Comment on Rent is theft
mason@partychickens.net 2 days ago
@zedgeist How about rent of things, as opposed to rent of living space? I'm specifically thinking of the hardware I'm renting for this Fediverse server. A network connection, power, and cooling come with it. In my view this is more acceptable than having to rent a house or car. (Related topic: is having a car moral? Related to that: Is there a moral argument to be made for our against living away from a population center? And related to that: why the Hell do people refuse to wear masks during a pandemic?)
Is my renting that hardware more paying for a service than straight rent? There's certainly the aspect of my not being able to afford the hardware cost up-front and just renting space, network, and power.
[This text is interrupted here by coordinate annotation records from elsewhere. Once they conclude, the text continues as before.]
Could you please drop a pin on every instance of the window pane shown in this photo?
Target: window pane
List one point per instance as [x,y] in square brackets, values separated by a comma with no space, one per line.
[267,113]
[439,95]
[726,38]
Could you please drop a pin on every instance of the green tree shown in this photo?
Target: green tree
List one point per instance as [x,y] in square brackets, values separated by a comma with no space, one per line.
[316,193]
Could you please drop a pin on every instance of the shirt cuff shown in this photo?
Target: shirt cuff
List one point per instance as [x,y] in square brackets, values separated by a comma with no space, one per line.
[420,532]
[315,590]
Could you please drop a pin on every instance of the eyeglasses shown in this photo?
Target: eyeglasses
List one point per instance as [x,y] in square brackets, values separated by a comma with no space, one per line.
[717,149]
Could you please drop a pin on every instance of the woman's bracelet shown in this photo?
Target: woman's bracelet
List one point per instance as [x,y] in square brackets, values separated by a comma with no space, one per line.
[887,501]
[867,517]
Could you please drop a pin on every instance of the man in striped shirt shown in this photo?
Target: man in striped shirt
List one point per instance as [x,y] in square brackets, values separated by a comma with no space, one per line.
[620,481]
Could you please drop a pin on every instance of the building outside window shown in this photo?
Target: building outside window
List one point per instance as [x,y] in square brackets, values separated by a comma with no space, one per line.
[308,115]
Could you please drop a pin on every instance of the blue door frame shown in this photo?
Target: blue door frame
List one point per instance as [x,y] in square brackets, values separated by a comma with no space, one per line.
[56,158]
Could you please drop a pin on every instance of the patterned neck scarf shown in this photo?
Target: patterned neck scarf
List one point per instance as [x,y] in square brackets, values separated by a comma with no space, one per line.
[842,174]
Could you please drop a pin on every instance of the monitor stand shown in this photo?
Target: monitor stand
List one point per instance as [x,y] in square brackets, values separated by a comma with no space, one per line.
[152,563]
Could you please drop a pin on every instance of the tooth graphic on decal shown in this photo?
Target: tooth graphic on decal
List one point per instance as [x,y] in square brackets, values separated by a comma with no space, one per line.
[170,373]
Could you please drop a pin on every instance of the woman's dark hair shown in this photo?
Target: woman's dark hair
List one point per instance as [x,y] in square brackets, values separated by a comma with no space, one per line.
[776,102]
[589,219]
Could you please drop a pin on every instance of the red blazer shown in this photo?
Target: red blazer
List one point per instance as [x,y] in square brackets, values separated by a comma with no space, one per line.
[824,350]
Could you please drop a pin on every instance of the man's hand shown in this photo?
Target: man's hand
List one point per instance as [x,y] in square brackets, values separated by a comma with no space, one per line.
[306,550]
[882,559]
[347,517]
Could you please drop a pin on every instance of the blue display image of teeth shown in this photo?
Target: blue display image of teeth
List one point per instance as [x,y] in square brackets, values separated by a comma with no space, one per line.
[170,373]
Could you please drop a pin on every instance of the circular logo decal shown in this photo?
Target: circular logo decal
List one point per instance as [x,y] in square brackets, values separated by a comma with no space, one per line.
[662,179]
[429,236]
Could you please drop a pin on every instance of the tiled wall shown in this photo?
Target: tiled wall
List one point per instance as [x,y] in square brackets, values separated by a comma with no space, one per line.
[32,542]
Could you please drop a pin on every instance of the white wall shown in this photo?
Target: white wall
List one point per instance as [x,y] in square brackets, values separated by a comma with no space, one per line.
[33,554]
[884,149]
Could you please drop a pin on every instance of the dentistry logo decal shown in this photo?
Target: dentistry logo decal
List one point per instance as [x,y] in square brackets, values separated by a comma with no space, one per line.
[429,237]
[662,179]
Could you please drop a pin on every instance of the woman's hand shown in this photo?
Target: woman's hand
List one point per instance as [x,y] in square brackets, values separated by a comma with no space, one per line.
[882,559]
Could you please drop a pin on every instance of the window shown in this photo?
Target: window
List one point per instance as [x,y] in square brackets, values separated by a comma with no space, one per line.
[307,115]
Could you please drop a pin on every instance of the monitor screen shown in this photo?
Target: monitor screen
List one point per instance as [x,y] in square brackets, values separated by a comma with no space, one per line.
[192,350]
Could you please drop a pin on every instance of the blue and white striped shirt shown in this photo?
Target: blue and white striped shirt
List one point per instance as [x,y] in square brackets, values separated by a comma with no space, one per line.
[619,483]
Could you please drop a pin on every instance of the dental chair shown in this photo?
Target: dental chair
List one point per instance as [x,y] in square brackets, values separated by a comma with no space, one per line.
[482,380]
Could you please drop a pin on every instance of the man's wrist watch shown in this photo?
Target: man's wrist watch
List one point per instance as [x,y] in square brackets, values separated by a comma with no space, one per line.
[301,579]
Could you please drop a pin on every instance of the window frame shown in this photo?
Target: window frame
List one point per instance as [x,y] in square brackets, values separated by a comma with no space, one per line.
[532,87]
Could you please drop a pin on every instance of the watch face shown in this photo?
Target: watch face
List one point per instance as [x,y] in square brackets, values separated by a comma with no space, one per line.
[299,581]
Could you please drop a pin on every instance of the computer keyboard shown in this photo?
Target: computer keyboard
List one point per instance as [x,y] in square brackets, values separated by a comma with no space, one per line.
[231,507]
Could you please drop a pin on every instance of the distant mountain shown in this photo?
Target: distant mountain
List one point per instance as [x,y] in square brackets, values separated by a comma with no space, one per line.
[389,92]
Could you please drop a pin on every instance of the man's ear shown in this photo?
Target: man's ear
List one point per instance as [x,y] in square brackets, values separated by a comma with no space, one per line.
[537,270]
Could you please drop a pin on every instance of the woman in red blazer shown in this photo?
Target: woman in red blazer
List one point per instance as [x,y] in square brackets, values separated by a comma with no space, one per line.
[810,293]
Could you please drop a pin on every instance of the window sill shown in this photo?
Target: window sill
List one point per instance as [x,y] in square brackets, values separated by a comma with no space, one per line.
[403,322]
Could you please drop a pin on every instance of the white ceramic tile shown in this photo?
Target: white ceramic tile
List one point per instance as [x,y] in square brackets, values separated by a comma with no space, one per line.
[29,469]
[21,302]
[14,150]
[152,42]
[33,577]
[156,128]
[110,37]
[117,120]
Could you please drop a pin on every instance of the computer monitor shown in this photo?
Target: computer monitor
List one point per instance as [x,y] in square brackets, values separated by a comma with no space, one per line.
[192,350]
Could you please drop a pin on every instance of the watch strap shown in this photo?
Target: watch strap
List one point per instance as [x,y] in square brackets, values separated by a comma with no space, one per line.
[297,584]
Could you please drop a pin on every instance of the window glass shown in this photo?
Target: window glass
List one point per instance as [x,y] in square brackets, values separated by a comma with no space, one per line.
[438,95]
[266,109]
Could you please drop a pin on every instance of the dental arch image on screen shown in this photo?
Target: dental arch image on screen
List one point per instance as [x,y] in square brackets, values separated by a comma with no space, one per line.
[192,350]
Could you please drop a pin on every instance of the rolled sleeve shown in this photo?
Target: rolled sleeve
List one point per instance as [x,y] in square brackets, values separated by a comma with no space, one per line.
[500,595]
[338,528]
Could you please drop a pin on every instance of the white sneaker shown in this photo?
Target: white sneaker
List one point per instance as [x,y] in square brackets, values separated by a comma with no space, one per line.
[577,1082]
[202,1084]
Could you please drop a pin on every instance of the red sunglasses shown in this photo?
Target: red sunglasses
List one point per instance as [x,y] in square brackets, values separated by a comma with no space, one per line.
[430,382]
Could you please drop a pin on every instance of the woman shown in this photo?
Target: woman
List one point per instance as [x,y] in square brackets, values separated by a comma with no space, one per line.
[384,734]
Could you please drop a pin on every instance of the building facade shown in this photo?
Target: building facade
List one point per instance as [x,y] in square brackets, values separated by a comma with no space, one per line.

Ideally I'd just run the server in my cellar, but I live in the woods and trees fall on the power lines all too often. (Loop to the question of the morality of living away from population centers.)
MrMetaKopos@slrpnk.net 2 days ago
Rental of land is unique because land ownership is made by drwing line on a map and drawing up a contract with the state. Equipment rental is the product of labor that has transformed natural resources into something people can use.
Canconda@lemmy.ca 2 days ago
Land ownership is fundamentally a violent act in that paper agreements are a surrogate for establishing territorial dominance. End of the day land ownership is enforced though force.
Renting objects on the other hand is rooted in mutual benefit. Tool creation and use being separate skills creates a natural opportunity for cooperation.
MrMetaKopos@slrpnk.net 2 days ago
Up to a point. If I rent a modem from my ISP, I eventually meet and then exceed the value of the modem. If you rent a $60 modem for $15 a month, you have fully compensated the ISP for the tool by the fourth month. Every payment after that is no longer a trade for someone’s labor; it is a fee because someone else holds the title to the hardware. A mutual arrangement would recognize that once your payments cover the cost of the tool and its maintenance, the ownership should shift to you. , This stops being cooperation.
Canconda@lemmy.ca 2 days ago
TBF One could also argue that in your example the value of the modem also consists of the skills to build it both the modem and the materials it consists of. Obviously it would cost you personally significantly more than $60 to produce the same device, assuming that’s even possible for you.
But I digress.
I don’t deny that coercive relationships exist… but I’m talking about “roots” like tool usage and cooperation in communal animals such as primates. It relates to the context of property ownership because animals mark their territory and use violence to enforce it. Hence why property as a concept is fundamentally violent.
Object ownership isn’t as fundamentally violent the way I see it.
NotAnonymousAtAll@feddit.org 2 days ago
All ownership is inherently backed by violence. If someone wants to take away your things without giving anything back you either give up ownership or use (the threat of) violence to defend your ownership. That threat of violence might be deferred and abstracted to a legal system, but in the end it is all rooted in violence.
AnotherUsername@lemmy.ml 2 days ago
Someone created the house. The house didn’t grow there organically…
Canconda@lemmy.ca 2 days ago
Can’t argue with that. Or connect it to the current topic. Care to elaborate?